Kick Your Own Dog!
Posted 1/29/2008

Jas 4:1-2 From
whence come wars and fightings among you? come they not hence, even of your
lusts that war in your members? Ye lust, and have not: ye kill, and desire to
have, and cannot obtain: ye fight and war, yet ye have not, because ye ask not.
James nails it: the reason we fight and war with each other in the church is
because we are expecting to get from people what only God can give us. "We
have not because we ask not."
Others simply cannot deliver what is essential to my soul. The reason there is
external war is because there is internal war. Disgruntled and unhappy people
war with others because of the misery that is in their own souls.

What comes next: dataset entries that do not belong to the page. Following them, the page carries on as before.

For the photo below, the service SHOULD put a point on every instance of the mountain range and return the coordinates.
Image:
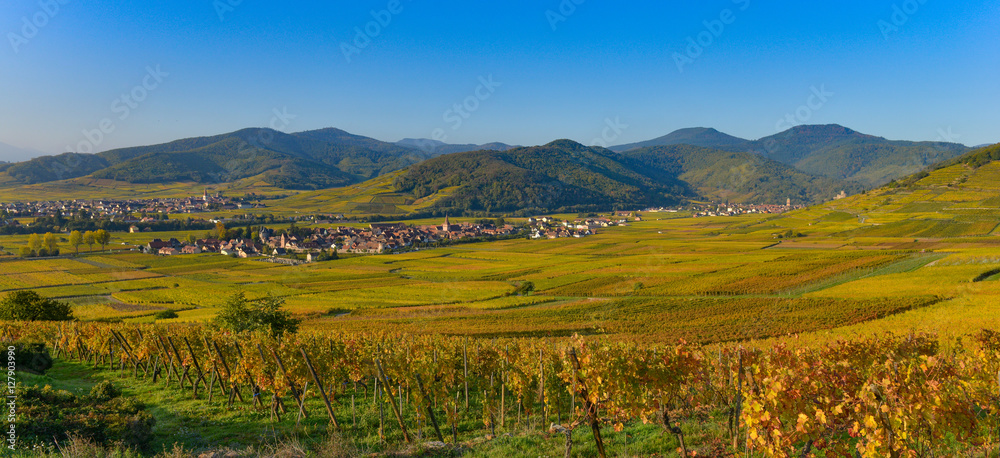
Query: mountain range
(437, 148)
(565, 176)
(806, 164)
(10, 153)
(829, 150)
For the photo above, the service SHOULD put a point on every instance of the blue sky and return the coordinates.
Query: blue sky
(560, 69)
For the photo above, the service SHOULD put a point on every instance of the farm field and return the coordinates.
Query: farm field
(874, 258)
(913, 269)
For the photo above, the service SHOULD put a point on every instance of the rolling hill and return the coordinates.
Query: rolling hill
(307, 160)
(694, 136)
(437, 148)
(930, 210)
(567, 176)
(838, 152)
(560, 176)
(740, 176)
(828, 150)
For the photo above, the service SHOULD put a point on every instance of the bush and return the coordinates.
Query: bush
(102, 417)
(524, 289)
(165, 315)
(104, 391)
(241, 314)
(30, 306)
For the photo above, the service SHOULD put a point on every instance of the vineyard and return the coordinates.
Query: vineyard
(888, 395)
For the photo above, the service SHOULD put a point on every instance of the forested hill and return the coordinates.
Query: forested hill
(838, 152)
(741, 176)
(567, 176)
(694, 136)
(830, 150)
(560, 176)
(306, 160)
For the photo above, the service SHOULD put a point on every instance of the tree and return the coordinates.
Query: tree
(50, 242)
(75, 240)
(103, 237)
(89, 239)
(34, 242)
(29, 306)
(241, 314)
(220, 231)
(524, 289)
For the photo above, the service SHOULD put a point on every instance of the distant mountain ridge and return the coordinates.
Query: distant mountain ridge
(560, 176)
(830, 150)
(694, 136)
(565, 176)
(11, 153)
(306, 160)
(437, 148)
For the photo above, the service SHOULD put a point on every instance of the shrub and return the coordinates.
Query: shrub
(104, 391)
(30, 306)
(103, 417)
(241, 314)
(165, 315)
(524, 289)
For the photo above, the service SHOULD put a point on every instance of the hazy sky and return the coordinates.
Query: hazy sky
(150, 72)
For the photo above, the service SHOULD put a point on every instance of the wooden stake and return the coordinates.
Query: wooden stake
(465, 364)
(295, 392)
(322, 391)
(590, 407)
(399, 417)
(430, 411)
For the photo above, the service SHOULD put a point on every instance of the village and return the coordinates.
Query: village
(312, 243)
(126, 210)
(377, 238)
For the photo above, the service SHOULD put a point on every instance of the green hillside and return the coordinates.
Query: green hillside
(694, 136)
(307, 160)
(560, 176)
(739, 176)
(956, 198)
(838, 152)
(52, 168)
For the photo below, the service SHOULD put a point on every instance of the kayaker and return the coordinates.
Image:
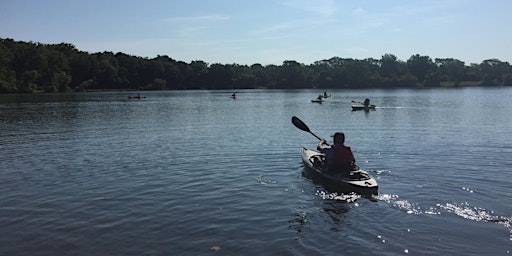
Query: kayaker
(339, 157)
(366, 102)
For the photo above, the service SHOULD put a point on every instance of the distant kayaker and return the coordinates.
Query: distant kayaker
(366, 102)
(339, 156)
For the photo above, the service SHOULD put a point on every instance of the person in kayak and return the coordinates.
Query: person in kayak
(366, 102)
(338, 157)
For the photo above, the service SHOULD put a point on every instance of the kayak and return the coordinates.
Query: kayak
(362, 107)
(356, 180)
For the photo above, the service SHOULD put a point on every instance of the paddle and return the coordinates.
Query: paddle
(372, 105)
(301, 125)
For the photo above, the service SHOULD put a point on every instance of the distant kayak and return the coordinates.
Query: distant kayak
(362, 107)
(136, 97)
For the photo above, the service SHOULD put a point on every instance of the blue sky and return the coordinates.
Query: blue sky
(268, 31)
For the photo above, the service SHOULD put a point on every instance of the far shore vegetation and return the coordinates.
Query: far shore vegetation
(28, 67)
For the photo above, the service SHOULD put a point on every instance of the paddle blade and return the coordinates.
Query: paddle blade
(299, 124)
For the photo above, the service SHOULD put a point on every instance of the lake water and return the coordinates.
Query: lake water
(197, 173)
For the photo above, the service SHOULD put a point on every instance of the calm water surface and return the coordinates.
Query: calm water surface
(196, 173)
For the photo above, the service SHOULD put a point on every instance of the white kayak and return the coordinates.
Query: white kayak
(356, 180)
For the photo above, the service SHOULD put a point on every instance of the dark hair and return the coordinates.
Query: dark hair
(339, 138)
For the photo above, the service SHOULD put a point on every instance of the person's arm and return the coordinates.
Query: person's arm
(320, 144)
(351, 155)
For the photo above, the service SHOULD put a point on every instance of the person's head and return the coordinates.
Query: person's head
(339, 138)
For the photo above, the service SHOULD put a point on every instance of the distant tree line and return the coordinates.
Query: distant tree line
(27, 67)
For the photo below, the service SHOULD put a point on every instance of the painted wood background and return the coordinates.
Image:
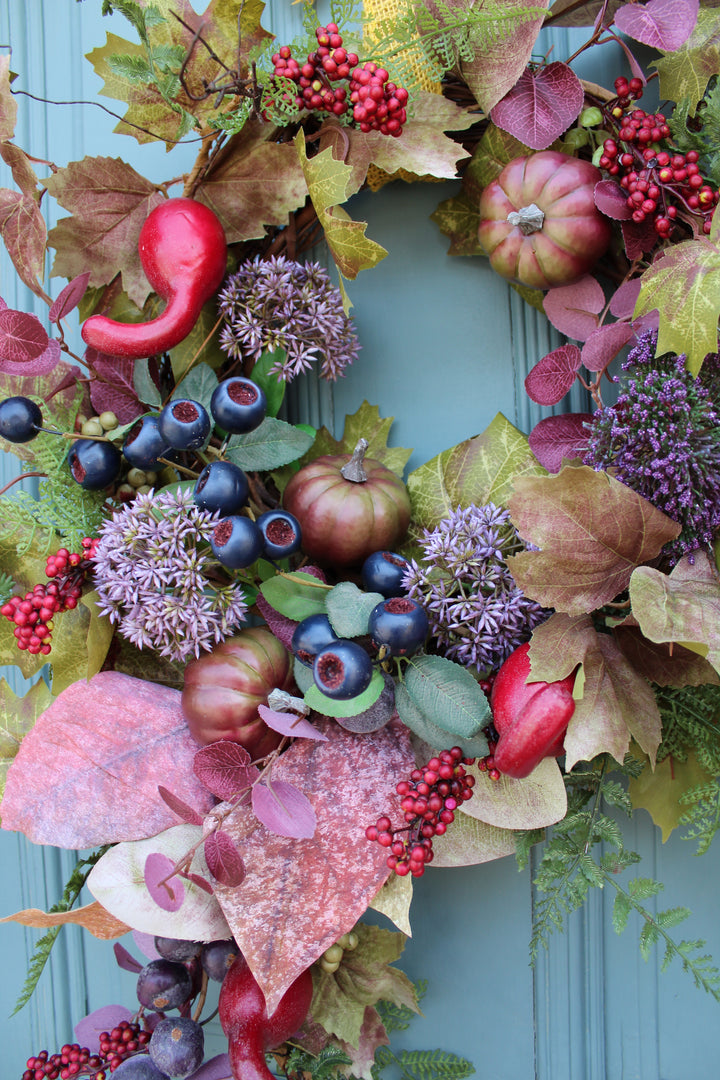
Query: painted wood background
(446, 345)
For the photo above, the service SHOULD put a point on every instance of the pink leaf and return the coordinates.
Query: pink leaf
(163, 883)
(69, 297)
(542, 104)
(284, 810)
(553, 376)
(223, 860)
(289, 724)
(559, 436)
(611, 200)
(223, 767)
(184, 811)
(603, 345)
(573, 309)
(87, 772)
(661, 24)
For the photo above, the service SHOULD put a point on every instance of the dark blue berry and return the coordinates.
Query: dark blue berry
(382, 572)
(311, 635)
(236, 542)
(19, 419)
(184, 424)
(281, 534)
(239, 405)
(399, 624)
(94, 463)
(146, 444)
(342, 670)
(221, 486)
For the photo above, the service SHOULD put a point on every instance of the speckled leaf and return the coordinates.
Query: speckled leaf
(89, 771)
(118, 882)
(481, 469)
(592, 530)
(279, 932)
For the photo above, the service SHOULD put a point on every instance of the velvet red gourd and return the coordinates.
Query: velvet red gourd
(244, 1018)
(182, 252)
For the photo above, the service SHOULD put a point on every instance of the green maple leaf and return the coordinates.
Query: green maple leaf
(684, 286)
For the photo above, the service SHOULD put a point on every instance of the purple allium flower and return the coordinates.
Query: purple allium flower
(476, 611)
(149, 576)
(276, 304)
(662, 437)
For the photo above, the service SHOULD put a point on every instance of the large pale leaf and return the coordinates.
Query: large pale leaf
(684, 286)
(89, 771)
(592, 530)
(280, 931)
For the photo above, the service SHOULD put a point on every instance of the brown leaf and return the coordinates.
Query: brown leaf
(593, 531)
(300, 895)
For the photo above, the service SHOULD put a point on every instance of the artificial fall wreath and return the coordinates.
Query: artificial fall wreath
(249, 621)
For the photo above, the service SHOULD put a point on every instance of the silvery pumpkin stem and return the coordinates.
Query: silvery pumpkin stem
(353, 470)
(528, 218)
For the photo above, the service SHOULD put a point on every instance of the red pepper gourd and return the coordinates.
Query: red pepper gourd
(184, 252)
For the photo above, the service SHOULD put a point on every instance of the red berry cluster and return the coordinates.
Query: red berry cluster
(378, 104)
(661, 183)
(34, 612)
(429, 800)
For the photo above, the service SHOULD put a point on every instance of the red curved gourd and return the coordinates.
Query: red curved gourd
(182, 251)
(244, 1018)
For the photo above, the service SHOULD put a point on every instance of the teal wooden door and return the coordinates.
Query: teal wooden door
(446, 345)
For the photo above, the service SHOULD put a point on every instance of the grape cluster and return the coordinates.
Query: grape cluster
(661, 183)
(377, 104)
(34, 612)
(429, 800)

When I was a kid, from time to time you would hear somebody say, "Well,
don’t take it out on me!" because even kids are smarter than we often
think. Every one knew that when you didn’t get your own way you had a tendency
to strike out at someone. "Kicking the dog" is the name of the
behavior. We knew that bullies essentially were very unhappy people.
When there are fightings and wars within the soul, the result will be fightings
and wars with other people--either that or a form of suicide, depending upon
the person. Some people, frustrated in their own lives, react against other
people and pick fights with those around them. Others, of a different
temperament, will turn against themselves and drink themselves to death, use
drugs, eat too much, or fall into other forms of self-destructive behavior. In
extreme forms the aggression results in murder in the former case, and suicide
in the latter case.
In either case, the solution is found in the gracious words to Cain, when his
sacrifice was not accepted of God: "If thou doest well, shalt thou not be
accepted? and if thou doest not well, sin lieth at the door. And unto thee
shall be his desire, and thou shalt rule over him."

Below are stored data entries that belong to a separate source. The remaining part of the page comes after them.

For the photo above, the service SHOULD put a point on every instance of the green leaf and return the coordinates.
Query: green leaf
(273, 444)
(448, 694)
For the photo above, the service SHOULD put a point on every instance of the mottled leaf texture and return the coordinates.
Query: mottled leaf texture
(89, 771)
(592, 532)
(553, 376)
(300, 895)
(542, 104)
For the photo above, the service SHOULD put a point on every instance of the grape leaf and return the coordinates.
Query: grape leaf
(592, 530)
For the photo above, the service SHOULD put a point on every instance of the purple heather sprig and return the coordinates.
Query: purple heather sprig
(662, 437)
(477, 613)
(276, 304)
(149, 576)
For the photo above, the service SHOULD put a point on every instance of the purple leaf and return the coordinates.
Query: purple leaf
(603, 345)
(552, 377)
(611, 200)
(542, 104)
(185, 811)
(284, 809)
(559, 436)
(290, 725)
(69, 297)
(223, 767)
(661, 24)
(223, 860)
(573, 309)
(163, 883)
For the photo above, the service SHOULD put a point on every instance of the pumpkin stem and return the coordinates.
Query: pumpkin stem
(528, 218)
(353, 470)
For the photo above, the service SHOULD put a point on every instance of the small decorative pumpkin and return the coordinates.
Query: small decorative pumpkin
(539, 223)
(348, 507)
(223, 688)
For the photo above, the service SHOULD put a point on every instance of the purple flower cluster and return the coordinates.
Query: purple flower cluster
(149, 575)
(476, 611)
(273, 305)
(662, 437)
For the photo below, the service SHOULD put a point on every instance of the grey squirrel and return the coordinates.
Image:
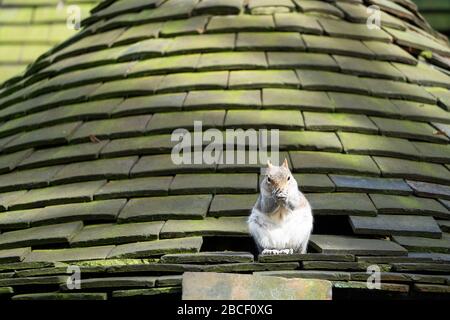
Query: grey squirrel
(281, 220)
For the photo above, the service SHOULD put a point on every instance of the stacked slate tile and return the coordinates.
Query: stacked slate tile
(87, 183)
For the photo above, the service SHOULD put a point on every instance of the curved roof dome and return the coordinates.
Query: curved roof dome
(85, 138)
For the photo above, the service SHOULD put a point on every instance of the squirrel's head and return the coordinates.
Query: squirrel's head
(279, 180)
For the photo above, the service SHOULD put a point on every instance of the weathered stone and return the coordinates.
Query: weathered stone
(396, 225)
(14, 255)
(341, 204)
(369, 184)
(424, 244)
(145, 292)
(231, 205)
(72, 254)
(139, 187)
(209, 257)
(231, 226)
(160, 208)
(157, 248)
(223, 287)
(59, 233)
(61, 296)
(409, 205)
(116, 233)
(307, 257)
(331, 244)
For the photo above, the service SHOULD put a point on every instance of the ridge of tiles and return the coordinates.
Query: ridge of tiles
(86, 176)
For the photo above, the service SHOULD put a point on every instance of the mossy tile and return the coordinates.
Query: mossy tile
(396, 225)
(338, 122)
(117, 168)
(194, 81)
(418, 41)
(105, 234)
(269, 41)
(302, 60)
(324, 162)
(214, 183)
(9, 197)
(309, 140)
(72, 254)
(63, 154)
(408, 205)
(202, 43)
(314, 182)
(10, 161)
(232, 205)
(52, 234)
(44, 136)
(421, 111)
(110, 129)
(433, 151)
(163, 65)
(137, 33)
(263, 7)
(157, 248)
(139, 187)
(368, 68)
(194, 25)
(368, 184)
(139, 146)
(34, 281)
(209, 257)
(319, 7)
(338, 28)
(334, 244)
(115, 282)
(13, 255)
(422, 171)
(73, 192)
(357, 204)
(89, 211)
(287, 119)
(356, 143)
(158, 208)
(297, 22)
(424, 75)
(230, 226)
(398, 90)
(145, 49)
(408, 130)
(175, 120)
(355, 48)
(168, 164)
(432, 190)
(240, 23)
(330, 81)
(390, 52)
(219, 7)
(248, 79)
(232, 60)
(218, 99)
(27, 179)
(296, 99)
(150, 104)
(422, 244)
(127, 87)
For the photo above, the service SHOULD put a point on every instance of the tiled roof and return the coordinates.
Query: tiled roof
(87, 180)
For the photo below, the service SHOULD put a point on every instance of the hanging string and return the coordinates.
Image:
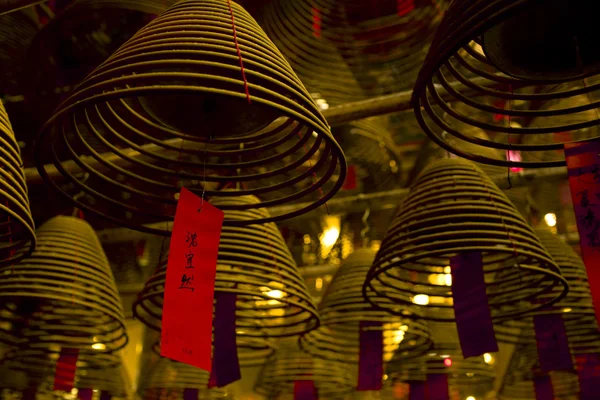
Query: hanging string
(237, 47)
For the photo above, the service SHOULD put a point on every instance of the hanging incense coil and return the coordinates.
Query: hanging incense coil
(289, 365)
(452, 208)
(343, 308)
(463, 81)
(472, 373)
(576, 307)
(255, 264)
(522, 369)
(171, 378)
(17, 230)
(376, 48)
(62, 296)
(79, 39)
(145, 105)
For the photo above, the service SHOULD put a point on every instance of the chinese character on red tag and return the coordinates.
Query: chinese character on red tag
(189, 288)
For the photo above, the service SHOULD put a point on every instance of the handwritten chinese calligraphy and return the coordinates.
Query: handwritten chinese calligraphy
(188, 301)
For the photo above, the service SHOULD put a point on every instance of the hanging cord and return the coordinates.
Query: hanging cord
(366, 227)
(77, 211)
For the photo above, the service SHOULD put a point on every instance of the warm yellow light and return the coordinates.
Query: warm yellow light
(330, 236)
(550, 219)
(276, 294)
(421, 299)
(398, 336)
(448, 280)
(319, 283)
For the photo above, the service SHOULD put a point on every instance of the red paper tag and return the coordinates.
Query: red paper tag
(66, 366)
(583, 164)
(350, 182)
(189, 288)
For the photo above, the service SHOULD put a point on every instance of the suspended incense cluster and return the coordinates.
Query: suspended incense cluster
(524, 379)
(453, 208)
(290, 371)
(255, 265)
(445, 358)
(200, 97)
(17, 236)
(376, 47)
(76, 41)
(167, 378)
(63, 296)
(344, 313)
(486, 68)
(576, 308)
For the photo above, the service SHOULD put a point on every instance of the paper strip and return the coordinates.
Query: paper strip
(85, 393)
(305, 390)
(437, 387)
(66, 366)
(226, 365)
(471, 308)
(543, 387)
(552, 343)
(370, 356)
(188, 303)
(583, 166)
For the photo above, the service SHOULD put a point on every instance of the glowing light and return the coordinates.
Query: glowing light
(448, 280)
(550, 219)
(330, 236)
(276, 294)
(421, 299)
(319, 283)
(398, 336)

The solution to unsatisfied desires is neither murder nor suicide. Our business
is always with God, not with men. "When a man’s ways please the LORD, he
maketh even his enemies to be at peace with him." (Pr 16:7)
Pr 22:24 Make no friendship with an angry man; and with a furious man thou
shalt not go:
Pr 29:22 An angry man stirreth up strife, and a furious man aboundeth
in transgression.
Let them kick their own dog. It is best to leave them alone.